The Justice Department and Federal Trade Commission are butting heads over which agency should get to enforce antitrust laws that affect the formation of accountable care organizations, the New York Times reports.
The revelation was based on letters procured by the Times and written by J. Thomas Rosch, a Republican member of the Federal Trade Commission. He sent the letters to the White House and the Centers for Medicare and Medicaid Services.
The internal debate could slow the formation of ACOs, as long as what's legal remains up in the air.
The agencies currently are writing a joint statement that will give antitrust guidance to healthcare providers creating ACOs.

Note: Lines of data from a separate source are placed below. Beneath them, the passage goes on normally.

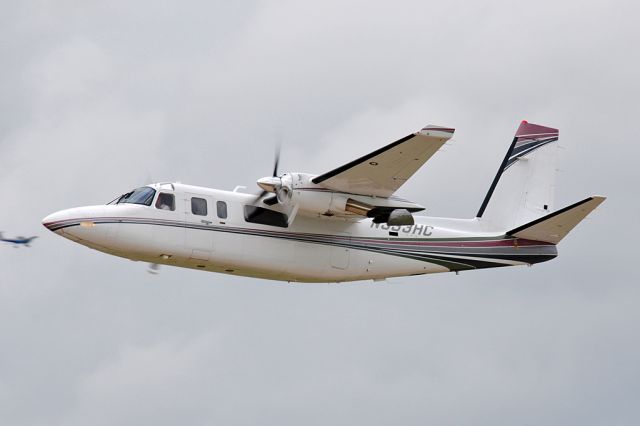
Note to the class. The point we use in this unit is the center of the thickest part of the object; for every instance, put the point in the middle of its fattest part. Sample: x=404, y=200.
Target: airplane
x=343, y=225
x=18, y=241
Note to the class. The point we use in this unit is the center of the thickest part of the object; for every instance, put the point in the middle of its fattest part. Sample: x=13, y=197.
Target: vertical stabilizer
x=523, y=188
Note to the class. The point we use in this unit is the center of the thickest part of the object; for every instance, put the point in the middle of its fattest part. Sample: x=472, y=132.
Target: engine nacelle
x=319, y=202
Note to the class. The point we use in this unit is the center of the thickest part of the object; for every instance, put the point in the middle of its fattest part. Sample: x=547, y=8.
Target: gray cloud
x=99, y=98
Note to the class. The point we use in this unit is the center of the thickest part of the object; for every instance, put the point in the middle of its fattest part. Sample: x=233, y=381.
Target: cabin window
x=199, y=206
x=221, y=206
x=264, y=216
x=166, y=202
x=142, y=196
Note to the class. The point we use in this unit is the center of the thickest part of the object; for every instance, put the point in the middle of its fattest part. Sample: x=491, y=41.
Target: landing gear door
x=199, y=216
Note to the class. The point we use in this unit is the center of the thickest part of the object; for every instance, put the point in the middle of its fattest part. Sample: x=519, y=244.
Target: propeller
x=269, y=184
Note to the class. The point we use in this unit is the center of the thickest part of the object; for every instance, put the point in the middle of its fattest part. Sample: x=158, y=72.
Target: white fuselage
x=310, y=249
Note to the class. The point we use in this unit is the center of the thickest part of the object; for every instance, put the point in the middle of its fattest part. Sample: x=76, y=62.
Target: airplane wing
x=383, y=171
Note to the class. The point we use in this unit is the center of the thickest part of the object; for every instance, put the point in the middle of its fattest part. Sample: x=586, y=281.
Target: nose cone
x=269, y=184
x=56, y=220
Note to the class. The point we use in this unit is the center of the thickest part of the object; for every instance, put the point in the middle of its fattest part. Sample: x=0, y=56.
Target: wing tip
x=438, y=131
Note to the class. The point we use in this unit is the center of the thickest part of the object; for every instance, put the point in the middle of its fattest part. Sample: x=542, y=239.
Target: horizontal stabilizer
x=555, y=226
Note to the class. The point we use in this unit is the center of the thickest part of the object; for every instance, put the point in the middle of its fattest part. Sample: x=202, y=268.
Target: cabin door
x=199, y=216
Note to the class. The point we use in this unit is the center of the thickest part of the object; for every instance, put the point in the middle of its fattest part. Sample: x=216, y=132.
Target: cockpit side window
x=166, y=202
x=221, y=208
x=142, y=196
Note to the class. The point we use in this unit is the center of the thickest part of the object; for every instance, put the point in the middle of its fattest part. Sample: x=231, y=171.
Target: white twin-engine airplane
x=343, y=225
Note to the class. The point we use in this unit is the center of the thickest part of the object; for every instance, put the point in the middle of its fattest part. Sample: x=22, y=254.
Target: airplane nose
x=54, y=220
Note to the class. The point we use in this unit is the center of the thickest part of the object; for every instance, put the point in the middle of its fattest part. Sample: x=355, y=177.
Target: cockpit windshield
x=143, y=195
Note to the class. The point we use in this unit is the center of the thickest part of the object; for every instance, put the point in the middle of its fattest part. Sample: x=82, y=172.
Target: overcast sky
x=97, y=98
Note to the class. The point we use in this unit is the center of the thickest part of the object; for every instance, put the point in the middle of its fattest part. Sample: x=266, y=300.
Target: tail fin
x=523, y=189
x=555, y=226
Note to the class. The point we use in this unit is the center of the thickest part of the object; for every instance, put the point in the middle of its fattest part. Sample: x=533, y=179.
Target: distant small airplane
x=344, y=225
x=18, y=241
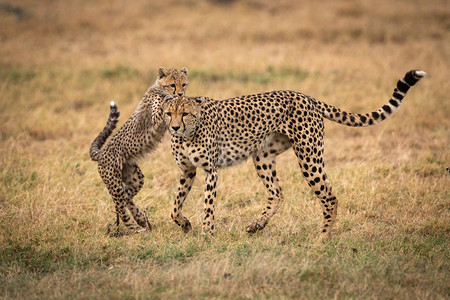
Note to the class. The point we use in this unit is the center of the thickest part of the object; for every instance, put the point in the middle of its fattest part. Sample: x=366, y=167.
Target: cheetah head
x=173, y=81
x=182, y=114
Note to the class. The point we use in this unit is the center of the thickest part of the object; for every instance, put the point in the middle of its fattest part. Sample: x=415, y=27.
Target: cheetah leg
x=119, y=195
x=315, y=175
x=133, y=180
x=186, y=179
x=265, y=166
x=210, y=198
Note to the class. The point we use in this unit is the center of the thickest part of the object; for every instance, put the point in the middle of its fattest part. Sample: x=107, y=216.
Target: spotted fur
x=141, y=133
x=212, y=134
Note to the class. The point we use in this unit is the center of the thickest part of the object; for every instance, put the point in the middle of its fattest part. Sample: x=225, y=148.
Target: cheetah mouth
x=177, y=133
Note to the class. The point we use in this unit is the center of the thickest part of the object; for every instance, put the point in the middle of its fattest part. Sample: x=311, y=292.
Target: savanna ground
x=61, y=62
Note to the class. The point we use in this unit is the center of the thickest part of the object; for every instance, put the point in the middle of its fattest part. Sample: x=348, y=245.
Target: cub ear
x=167, y=98
x=162, y=73
x=199, y=100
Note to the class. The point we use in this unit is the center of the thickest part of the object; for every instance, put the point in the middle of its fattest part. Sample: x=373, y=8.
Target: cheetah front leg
x=265, y=166
x=186, y=179
x=133, y=181
x=210, y=199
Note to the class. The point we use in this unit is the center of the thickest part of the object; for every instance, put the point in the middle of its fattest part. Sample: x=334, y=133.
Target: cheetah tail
x=106, y=132
x=361, y=120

Which agency ultimately polices accountable care organizations could affect how easy or hard it becomes to develop an ACO. It also could influence whether ACOs live up to their billing as organizations that manage to cut costs while improving care. Many have expressed concerns that if not properly regulated, ACOs could become monopolies that instead drive costs up.
Rosch worried that allowing both the DoJ and FTC to review ACO proposals could lead to a lack of regulatory consistency, because the two agencies would apply different standards.
Hospitals officials consider the DoJ's antitrust division more sympathetic to ACO collaborations and less strict about antitrust rules than the FTC, according to the Times. Wrote Rosch: "The creation and operation of accountable care organizations potentially conflict with the antitrust laws."